Dean Koontz’s website states that the author’s work has sold an incredible 450 million copies. His latest work was the novel Ashley Bell, published at the end of last year. Like many of his books, it was a New York Times bestseller, and extended a successful and still-prolific career.
His beginnings were not particularly advantageous for an author. His father was a drunk and a philanderer. Koontz recalls moments in his youth when his house would get a post-midnight call from the barkeep, telling him and his mother to pick up the man up who was too drunk to drive, perhaps even too drunk to move. He and his mother would walk the few miles to the bar (being that his father had the only car) and pack him in the vehicle and take him home.
Koontz had always been storyteller. He wrote an eleven-page story at the age of eight, and won an encouraging writing contest as a senior in college. When he entered the workforce, he got jobs in social work and then in teaching, still keeping writing in mind, practicing his craft on nights and weekends. They were hard-working years, but again they probably always were. Koontz still professes to work at least ten hours a day.
It can’t be called a big break, but one formative instance might be called a big opportunity. His wife, Gerda, proposed to him that she was to support their household for five years while he pursued writing. If five years wasn’t enough, she said, then no amount of time will make a difference. By the time this period was over, Gerda was able to leave her job to manage her husband’s booming new career. 2016 marks the long-running couple's fiftieth anniversary.
Part of the success of Koontz’s work owes itself to his versatility of genre. The majority of his readership appreciates him for his suspense novels, although he started his career writing science fiction. His suspense thrillers carry elements of horror, mystery, and even satire. Any fan of Dean Koontz will surely note his adroitness with humor and comedy.
In addition to his multifaceted work, there’s something to be said about the sheer bulk of it. Like many prolific writers, new-coming readers don’t know where to start, and critics get confused, too. There may be drawbacks, but perhaps Koontz explains his side of the story best himself:
When a young and unknown writer routinely completes more than one book per year, publishers urge him to use a pen name--or names--for what they view as excess production. They believe that critics will dismiss the work of a prolific writer without even reading it, assuming it is piffle. Many critics do, indeed, respond this way, even though Henry James--the litterateur's litterateur--produced over a hundred and twenty books in his lifetime, and though writers from Shakespeare to Dickens to Joyce Carol Oates have proved that one can produce quantity with quality.
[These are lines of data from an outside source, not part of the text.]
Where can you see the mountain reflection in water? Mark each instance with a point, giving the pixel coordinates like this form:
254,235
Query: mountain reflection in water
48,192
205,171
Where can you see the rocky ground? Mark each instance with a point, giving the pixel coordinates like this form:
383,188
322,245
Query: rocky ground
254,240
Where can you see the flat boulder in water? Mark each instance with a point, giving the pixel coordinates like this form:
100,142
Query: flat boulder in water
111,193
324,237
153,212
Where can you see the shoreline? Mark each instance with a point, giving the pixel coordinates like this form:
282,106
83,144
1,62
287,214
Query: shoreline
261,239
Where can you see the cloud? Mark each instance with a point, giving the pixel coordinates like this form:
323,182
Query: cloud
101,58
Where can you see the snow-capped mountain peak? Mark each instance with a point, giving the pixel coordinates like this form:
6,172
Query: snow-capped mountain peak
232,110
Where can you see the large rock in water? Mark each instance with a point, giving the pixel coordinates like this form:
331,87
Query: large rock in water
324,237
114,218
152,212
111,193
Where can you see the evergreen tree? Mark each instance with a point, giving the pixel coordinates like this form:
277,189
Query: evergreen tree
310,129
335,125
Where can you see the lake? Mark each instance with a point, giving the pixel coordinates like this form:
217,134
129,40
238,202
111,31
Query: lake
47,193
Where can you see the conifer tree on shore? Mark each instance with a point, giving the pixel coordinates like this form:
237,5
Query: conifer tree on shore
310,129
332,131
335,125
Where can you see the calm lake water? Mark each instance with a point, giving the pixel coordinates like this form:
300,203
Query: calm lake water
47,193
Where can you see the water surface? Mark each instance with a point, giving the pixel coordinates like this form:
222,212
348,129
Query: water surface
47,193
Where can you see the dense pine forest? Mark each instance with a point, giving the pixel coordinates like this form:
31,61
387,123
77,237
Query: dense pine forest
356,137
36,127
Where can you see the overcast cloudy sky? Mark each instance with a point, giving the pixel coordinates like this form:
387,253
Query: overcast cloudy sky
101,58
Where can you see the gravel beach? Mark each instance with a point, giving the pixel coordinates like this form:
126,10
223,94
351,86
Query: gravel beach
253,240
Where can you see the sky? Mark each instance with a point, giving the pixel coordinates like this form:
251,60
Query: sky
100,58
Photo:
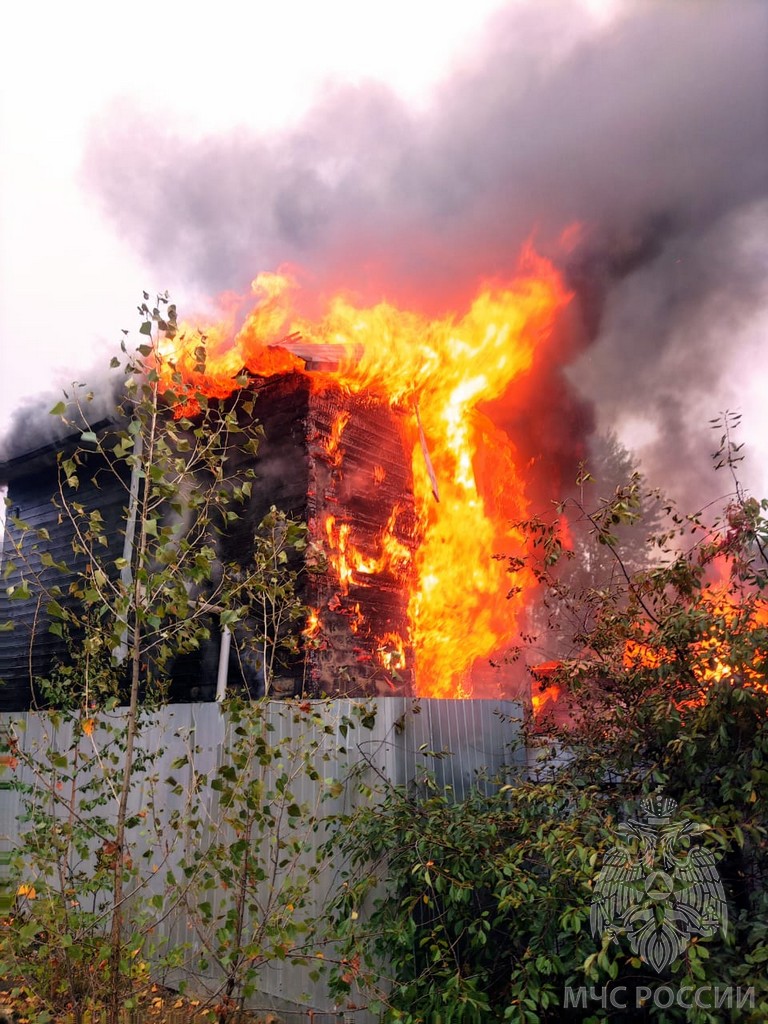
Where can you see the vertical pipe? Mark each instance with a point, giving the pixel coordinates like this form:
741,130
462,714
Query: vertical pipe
126,573
223,664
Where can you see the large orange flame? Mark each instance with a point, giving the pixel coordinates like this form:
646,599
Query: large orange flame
468,487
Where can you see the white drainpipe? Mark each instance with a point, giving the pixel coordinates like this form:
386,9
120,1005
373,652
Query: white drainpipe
223,664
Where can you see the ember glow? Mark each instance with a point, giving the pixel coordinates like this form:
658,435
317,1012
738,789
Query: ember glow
468,487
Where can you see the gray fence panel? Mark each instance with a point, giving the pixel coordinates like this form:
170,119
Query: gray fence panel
473,736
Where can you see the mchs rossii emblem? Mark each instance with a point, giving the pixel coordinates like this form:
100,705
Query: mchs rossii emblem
658,886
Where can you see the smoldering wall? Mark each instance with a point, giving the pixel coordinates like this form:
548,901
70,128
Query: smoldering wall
650,131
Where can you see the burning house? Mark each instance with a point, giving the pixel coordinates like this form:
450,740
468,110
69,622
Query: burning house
375,436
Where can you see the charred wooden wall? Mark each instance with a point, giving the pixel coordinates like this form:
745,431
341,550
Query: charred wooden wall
305,467
360,475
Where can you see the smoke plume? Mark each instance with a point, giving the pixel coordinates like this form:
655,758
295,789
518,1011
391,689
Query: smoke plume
651,133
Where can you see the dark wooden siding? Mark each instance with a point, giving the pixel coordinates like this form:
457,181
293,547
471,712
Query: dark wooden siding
30,650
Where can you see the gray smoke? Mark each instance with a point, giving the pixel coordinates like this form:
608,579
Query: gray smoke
653,133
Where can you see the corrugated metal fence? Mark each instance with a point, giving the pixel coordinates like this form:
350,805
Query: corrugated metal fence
379,741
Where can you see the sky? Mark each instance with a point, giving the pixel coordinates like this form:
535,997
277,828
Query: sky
182,146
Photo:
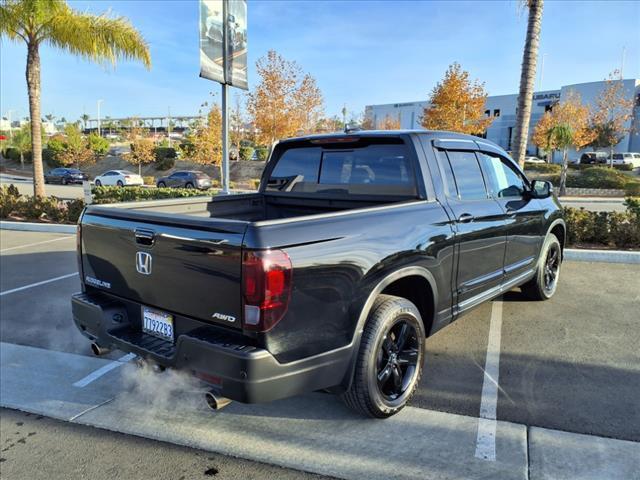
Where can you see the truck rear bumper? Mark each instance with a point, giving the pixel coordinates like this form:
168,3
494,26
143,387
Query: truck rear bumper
237,371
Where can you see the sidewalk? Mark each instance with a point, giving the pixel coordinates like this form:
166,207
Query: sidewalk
312,433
As a successful and established writer, Koontz does well to help his fanbase whenever possible. His website is a rich resource, and reveals the author has an evident fondness for collectors of his work. Building a Koontz collection can be slightly dizzying (and occasionally dangerous) and his website wants to make sure you’re prepared. “Collectors of Dean’s works have to wade through a great deal of misinformation about his writing,” the official Dean Koontz website writes, “Some misinformation consists of honest mistakes made by bibliographers and book dealers; but some of it is intentionally meant to mislead collectors so that items not of his authorship can be peddled to them at inflated prices.” Part of what makes collecting challenging is his use of pen names, which includes pseudonyms like David Axton, K.R. Dwyer, John Hill, and more. In an even greater gesture to protect fans against scams, owners of Dean Koontz’s personal letters are permitted to send a copy to his P.O. box in Newport Beach, CA for him to confirm or deny its authenticity.
As you may know, there are plenty of living writers who care about their readers. But how refreshing (and unexpected) that one of the most successful and busy authors in the world would afford such care and priority to his collectors. Perhaps, with his passion for literature and a personal library of over 40,000 books, he knows he is one of them.